Saint-Malachie : nouveau conseil, même climat

MUNICIPAL. Élu en novembre dernier, le maire de Saint-Malachie, Bryan Dionne, est à même de constater que la gestion municipale est une démarche compliquée, autant pour les dirigeants et les élus que le simple citoyen.

Il arrive régulièrement que des citoyens adressent des demandes à leur municipalité, à l’occasion pour répondre à un questionnement ou encore à un dossier individuel. La lourdeur et la complexité des démarches peuvent toutefois donner lieu à des sautes d’humeur et des échanges musclés entre des citoyens et leur municipalité.

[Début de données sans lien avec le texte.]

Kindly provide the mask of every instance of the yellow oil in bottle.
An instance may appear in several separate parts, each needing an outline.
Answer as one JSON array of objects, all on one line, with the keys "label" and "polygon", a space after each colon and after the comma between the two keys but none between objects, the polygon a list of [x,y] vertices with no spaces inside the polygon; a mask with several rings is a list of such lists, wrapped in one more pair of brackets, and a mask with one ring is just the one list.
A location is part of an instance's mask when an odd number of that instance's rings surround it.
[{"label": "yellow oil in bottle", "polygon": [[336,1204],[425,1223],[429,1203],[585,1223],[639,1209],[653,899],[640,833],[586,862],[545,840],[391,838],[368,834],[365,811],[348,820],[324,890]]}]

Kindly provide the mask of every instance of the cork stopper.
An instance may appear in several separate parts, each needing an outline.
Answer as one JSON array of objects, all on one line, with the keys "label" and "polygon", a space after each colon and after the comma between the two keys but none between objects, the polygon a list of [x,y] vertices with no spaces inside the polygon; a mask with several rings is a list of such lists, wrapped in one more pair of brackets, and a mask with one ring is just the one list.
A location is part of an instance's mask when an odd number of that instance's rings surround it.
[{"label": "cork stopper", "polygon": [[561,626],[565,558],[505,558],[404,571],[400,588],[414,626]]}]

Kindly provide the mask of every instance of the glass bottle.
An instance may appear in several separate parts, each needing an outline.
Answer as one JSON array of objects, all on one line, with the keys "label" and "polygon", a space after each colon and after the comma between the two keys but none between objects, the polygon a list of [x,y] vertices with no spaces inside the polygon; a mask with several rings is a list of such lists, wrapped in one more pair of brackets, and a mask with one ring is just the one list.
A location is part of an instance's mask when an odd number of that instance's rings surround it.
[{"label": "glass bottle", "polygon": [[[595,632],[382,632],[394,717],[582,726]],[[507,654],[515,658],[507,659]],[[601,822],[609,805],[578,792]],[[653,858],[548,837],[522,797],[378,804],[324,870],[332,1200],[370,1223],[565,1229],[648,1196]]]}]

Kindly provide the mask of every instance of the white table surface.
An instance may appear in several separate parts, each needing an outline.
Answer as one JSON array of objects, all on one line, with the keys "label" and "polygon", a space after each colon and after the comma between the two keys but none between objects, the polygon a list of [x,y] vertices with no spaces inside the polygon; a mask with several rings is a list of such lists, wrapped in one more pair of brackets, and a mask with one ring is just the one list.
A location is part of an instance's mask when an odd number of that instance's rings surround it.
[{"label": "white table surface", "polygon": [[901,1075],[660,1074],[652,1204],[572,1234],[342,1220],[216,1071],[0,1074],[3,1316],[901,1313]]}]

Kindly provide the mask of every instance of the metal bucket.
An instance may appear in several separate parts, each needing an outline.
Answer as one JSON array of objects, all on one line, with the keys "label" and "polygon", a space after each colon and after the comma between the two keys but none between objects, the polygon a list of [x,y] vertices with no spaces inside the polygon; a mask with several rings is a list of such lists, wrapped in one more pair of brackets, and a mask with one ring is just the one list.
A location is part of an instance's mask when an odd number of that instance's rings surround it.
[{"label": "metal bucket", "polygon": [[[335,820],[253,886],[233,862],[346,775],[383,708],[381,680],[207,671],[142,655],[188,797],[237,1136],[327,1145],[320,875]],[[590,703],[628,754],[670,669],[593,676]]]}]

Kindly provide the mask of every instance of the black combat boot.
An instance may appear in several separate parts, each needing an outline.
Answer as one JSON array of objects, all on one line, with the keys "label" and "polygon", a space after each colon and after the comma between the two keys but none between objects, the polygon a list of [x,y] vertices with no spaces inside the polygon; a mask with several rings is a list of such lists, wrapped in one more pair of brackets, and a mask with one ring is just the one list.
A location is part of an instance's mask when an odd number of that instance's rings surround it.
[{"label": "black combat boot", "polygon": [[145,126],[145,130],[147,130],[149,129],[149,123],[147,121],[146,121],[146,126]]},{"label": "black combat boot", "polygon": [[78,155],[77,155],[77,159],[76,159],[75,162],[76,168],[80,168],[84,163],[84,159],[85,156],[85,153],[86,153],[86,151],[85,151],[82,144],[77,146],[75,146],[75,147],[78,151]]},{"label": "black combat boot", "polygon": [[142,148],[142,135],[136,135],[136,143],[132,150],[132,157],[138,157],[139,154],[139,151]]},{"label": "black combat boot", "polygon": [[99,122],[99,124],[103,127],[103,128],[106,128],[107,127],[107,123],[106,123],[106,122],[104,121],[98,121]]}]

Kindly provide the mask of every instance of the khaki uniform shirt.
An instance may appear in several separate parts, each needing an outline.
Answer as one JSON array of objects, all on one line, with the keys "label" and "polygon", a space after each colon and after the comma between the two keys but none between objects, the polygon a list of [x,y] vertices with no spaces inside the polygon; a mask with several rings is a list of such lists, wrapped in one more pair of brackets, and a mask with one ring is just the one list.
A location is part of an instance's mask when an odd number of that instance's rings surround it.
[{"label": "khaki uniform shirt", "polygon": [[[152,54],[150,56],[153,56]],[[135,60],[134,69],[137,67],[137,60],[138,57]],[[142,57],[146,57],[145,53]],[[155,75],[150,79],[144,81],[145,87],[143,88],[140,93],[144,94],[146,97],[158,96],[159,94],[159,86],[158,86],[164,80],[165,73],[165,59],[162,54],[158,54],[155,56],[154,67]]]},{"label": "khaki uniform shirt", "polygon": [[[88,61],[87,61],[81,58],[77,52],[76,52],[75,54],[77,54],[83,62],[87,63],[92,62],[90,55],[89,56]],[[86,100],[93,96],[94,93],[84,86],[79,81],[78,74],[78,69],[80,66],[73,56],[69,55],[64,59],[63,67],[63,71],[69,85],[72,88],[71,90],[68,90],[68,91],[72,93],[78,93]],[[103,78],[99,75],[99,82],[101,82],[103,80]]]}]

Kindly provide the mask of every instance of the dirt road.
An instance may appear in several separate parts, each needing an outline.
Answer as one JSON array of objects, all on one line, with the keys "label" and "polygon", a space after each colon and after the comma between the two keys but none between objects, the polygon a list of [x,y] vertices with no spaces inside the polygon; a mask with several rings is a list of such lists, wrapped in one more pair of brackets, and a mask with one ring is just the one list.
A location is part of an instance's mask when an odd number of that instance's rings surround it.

À Saint-Malachie, le nouveau conseil municipal vit une situation tendue avec quelques citoyens, situation qui avait débuté avec l’ancien conseil. Le procès-verbal de la séance du 13 janvier dernier fait état de coûts importants reliés au traitement de dossiers légaux impliquant la municipalité.

Un citoyen a fait parvenir plusieurs mises en demeure à la municipalité au cours des dernières semaines et des derniers mois, ce qui monopolise le temps de certaines ressources. Cette personne avait d’ailleurs annoncé, le 8 décembre dernier, avoir lancé une poursuite en dédommagement contre la municipalité et l’organisme Passeport Animal, pour la somme de 12 000 $, cette dernière ayant été mandatée par la municipalité, à son avis, pour la capture des chats errants.

« Ici, nous avons un contrat avec l’entreprise Passeport Animal pour le contrôle des chiens, pour être conformes à la règlementation provinciale. Nous sommes dans un milieu agricole et des chats, plusieurs en ont, sauf que ça ne fait pas partie de notre contrat », précise toutefois le maire Dionne.

Ce même citoyen a également lancé une autre mise en demeure, cette fois-ci à la directrice générale de la municipalité, alléguant que celle-ci porte atteinte à sa dignité et à sa réputation et menace de déposer des procédures judiciaires en dommages pour un montant de 75 000 $.

Puis, une mise en demeure a aussi été signifiée, aux élus de la municipalité, alléguant que ceux-ci ont fait du détournement de pouvoir et de collusion avec la Sûreté du Québec contre lui, et ainsi porté atteinte à sa dignité et à sa réputation. Le citoyen menaçait ainsi ainsi de déposer des procédures judiciaires en dommages pour un montant de 75 000 $ si la municipalité et les élus ne lui adressaient pas des excuses.

Le maire Dionne indique que le citoyen en question n’assiste même pas aux séances du conseil municipal. « Ce monsieur émet des commentaires sur des choses qu’il ne maîtrise pas et ce n’est que pour nuire et créer de la dissension », soutient-il.

Une lourdeur inutile

Bryan Dionne ajoute avoir remarqué, depuis son arrivée en novembre dernier, que les règles sont difficiles à appliquer pour certaines personnes. Il espère changer la culture autour des événements politiques, du conseil et de la permanence. « On donne la parole aux gens dans un esprit communautaire, mais malheureusement, on devra adopter des règles. Ce sont toujours les mêmes personnes qui posent toujours les mêmes questions », se désole-t-il.

« Ce n’est pas du simple chialage. Si c’était le cas, ce serait quelqu’un qui se plaindrait d’une situation, mais qui finirait par ravaler parce que, soit il n’avait pas raison, soit qu’il y a une limite à nos interventions comme municipalité. »

Des démarches sont ainsi en cours au niveau légal pour faire en sorte que la permanence du bureau municipal et les élus puissent faire leur travail normalement et être respectés, comme il se doit, ajoute Bryan Dionne. « On ne peut pas laisser des gens raconter des faussetés pour se faire du capital. On fait du sur place en raison d’une poignée d’individus qui ont un impact sur l’ensemble de la communauté. La majorité silencieuse n’assiste pas à cela. »

Sans parler d’une situation d’abus de procédure, M. Dionne estime que trop de temps doit y être consacré, ce qui se produit au détriment des activités régulières de la municipalité. « C’est une situation qui exige beaucoup de temps à la direction et aux élus, du temps qu’on ne peut mettre sur le quotidien, en plus des coûts que cela engendre. Cela affecte les activités de la direction, des élus et, conséquemment, des citoyens. »

Le maire Dionne a profité de la séance de février pour lire un mot devant les citoyens présents, disant le faire au nom de la direction et des conseillers. « Les gens autour de la table ont hâte de travailler. Passer la moitié de ta rencontre de travail avec un avocat, plutôt que de travailler pour les citoyens, n’est pas très constructif. Comme municipalité, nous devons respecter l’obligation de répondre aux citoyens, mais ça exige du temps et le reste », ajoute-t-il, en conclusion.